李登輝氏死去1年を記念した特別展開幕 蔡総統、台湾民主化の功労たたえる

【政治】 2021/07/30 18:04 文字サイズ: 字級縮小 字級放大
特別展「関鍵1991:李登輝与台湾民主元年」の開幕式であいさつする蔡総統=総統府提供

特別展「関鍵1991:李登輝与台湾民主元年」の開幕式であいさつする蔡総統=総統府提供

(台北中央社)台湾民主化の父と呼ばれた李登輝(りとうき)元総統の逝去から1年を迎えた30日、台湾の民主化元年とされる1991年にスポットを当てた特別展が台北市中正区の歴史研究機関、国史館で始まった。この日午後に開かれた開幕式に出席した蔡英文(さいえいぶん)総統はあいさつで、李氏が政権を握った時代に台湾は立憲民主主義への道を歩み始めたと述べ、李氏の功労をたたえた。

蔡総統は、特別展の主軸となる1991年に李氏が動員戡乱時期臨時条款の廃止を宣言し、多くの改革を行ったからこそ、台湾は一連の民主主義改革を始動させることができたと言及。この展示を通じ、李氏がいかにして台湾の民主化を進めたのかについて理解を深めてほしいと呼び掛けた。

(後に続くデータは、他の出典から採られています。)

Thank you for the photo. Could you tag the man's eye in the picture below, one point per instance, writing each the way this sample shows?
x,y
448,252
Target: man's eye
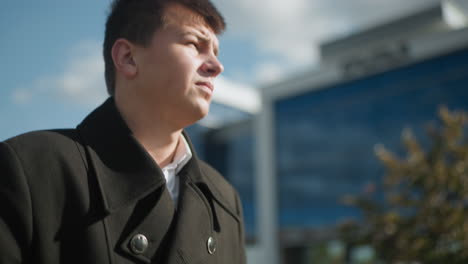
x,y
194,44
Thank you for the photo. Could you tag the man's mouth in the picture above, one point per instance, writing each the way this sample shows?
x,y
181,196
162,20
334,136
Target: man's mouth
x,y
207,85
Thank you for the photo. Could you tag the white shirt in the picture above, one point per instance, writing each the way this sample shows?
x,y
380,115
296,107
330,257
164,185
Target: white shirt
x,y
182,156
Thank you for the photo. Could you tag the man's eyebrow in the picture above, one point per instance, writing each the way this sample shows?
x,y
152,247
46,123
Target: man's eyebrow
x,y
203,38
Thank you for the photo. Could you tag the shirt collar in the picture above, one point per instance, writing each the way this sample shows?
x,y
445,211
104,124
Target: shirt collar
x,y
182,156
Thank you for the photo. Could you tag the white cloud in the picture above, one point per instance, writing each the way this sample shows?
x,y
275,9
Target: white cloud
x,y
81,82
294,29
235,94
268,72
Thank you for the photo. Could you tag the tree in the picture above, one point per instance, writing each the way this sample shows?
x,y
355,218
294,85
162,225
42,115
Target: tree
x,y
424,215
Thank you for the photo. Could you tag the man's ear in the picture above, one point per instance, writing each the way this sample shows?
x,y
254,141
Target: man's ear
x,y
123,57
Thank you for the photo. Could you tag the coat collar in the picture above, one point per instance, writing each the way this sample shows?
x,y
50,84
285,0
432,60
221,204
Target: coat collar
x,y
124,170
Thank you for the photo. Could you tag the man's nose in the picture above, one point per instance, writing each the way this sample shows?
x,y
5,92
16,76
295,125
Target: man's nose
x,y
212,66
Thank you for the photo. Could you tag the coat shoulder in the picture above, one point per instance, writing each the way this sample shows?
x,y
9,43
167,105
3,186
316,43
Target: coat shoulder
x,y
44,143
222,186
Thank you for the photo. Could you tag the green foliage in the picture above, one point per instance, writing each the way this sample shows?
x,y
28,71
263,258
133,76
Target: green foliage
x,y
424,217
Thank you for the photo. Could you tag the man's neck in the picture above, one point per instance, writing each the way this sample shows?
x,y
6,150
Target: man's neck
x,y
156,135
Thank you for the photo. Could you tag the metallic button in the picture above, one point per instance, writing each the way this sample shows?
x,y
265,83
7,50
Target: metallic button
x,y
138,244
211,245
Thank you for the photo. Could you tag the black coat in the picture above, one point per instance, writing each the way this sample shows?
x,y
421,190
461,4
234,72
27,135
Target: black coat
x,y
83,195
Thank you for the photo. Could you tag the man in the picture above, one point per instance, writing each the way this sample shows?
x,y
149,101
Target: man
x,y
126,186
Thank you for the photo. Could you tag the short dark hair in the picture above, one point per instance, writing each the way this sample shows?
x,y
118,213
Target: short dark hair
x,y
137,20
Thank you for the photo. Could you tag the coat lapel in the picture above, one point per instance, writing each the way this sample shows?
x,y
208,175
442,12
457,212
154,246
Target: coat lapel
x,y
131,185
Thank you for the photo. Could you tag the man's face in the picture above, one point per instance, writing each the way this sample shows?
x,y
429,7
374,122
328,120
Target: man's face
x,y
176,71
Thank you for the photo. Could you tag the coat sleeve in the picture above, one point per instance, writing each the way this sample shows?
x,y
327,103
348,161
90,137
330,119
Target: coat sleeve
x,y
15,208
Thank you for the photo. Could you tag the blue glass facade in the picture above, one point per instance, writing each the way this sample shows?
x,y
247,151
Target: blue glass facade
x,y
230,150
325,138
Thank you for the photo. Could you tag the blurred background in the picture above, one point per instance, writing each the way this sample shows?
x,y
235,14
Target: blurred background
x,y
310,90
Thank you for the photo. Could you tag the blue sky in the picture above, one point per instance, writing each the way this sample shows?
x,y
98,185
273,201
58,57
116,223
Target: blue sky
x,y
51,68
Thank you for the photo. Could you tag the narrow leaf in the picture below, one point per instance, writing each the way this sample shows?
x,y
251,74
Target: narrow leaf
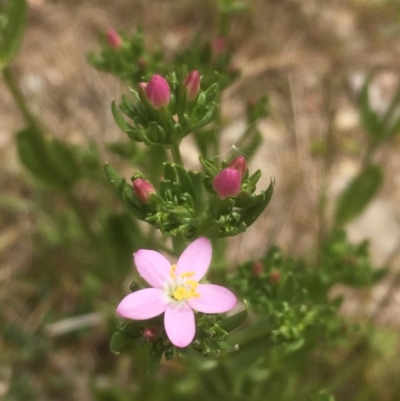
x,y
355,198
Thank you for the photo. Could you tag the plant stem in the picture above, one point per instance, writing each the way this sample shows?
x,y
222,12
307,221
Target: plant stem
x,y
176,154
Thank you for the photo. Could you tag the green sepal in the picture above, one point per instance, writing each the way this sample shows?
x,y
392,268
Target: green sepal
x,y
185,180
209,166
232,322
169,172
250,214
199,200
356,196
12,32
119,119
119,340
115,179
124,192
155,356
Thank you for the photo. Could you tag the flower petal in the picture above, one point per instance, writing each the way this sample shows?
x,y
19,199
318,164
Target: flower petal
x,y
179,324
195,258
142,304
213,299
152,266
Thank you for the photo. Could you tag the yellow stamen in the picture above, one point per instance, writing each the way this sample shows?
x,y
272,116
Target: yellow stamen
x,y
187,289
187,274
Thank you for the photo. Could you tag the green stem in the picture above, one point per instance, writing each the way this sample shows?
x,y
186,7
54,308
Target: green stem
x,y
176,154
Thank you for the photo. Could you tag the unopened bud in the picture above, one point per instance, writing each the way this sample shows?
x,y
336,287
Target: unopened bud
x,y
114,40
143,189
158,92
151,333
275,277
239,163
192,83
257,268
227,183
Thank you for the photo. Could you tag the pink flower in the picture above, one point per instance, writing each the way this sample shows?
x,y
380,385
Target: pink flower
x,y
192,83
114,40
143,189
157,91
227,183
176,291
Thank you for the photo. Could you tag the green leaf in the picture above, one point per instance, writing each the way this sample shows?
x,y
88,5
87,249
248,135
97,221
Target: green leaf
x,y
119,340
323,396
119,119
12,32
232,322
124,191
115,179
185,180
251,213
155,356
355,198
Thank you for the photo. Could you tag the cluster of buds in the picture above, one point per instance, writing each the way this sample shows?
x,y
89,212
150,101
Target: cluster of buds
x,y
178,207
167,109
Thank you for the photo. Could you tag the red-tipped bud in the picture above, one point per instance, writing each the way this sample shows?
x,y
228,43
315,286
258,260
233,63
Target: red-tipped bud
x,y
219,45
114,40
257,268
192,83
158,92
227,183
239,163
275,277
142,63
151,333
143,189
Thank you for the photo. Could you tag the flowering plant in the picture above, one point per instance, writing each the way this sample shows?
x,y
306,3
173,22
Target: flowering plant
x,y
176,291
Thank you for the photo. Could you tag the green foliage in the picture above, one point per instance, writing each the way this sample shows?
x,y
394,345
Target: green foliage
x,y
12,29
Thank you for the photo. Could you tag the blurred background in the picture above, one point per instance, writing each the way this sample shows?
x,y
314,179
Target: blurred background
x,y
311,59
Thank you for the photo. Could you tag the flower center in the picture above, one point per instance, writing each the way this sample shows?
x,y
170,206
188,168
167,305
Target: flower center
x,y
183,287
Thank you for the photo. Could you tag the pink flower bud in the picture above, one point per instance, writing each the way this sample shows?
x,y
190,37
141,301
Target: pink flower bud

特別展「関鍵1991:李登輝与台湾民主元年」は1990年前後の国際情勢から、台湾民主化のきっかけとなった1990年の野百合学生運動、1991年の複数の社会運動までを振り返り、台湾の民主化の道のりを紹介している。また、李氏が1988年の総統就任式で着用したスーツや李氏の執務机、老眼鏡、拡大鏡なども展示されている。

一般入場は8月2日から開始する。事前予約制で、国史館の公式サイトやフェイスブックで申し込みを受け付けている。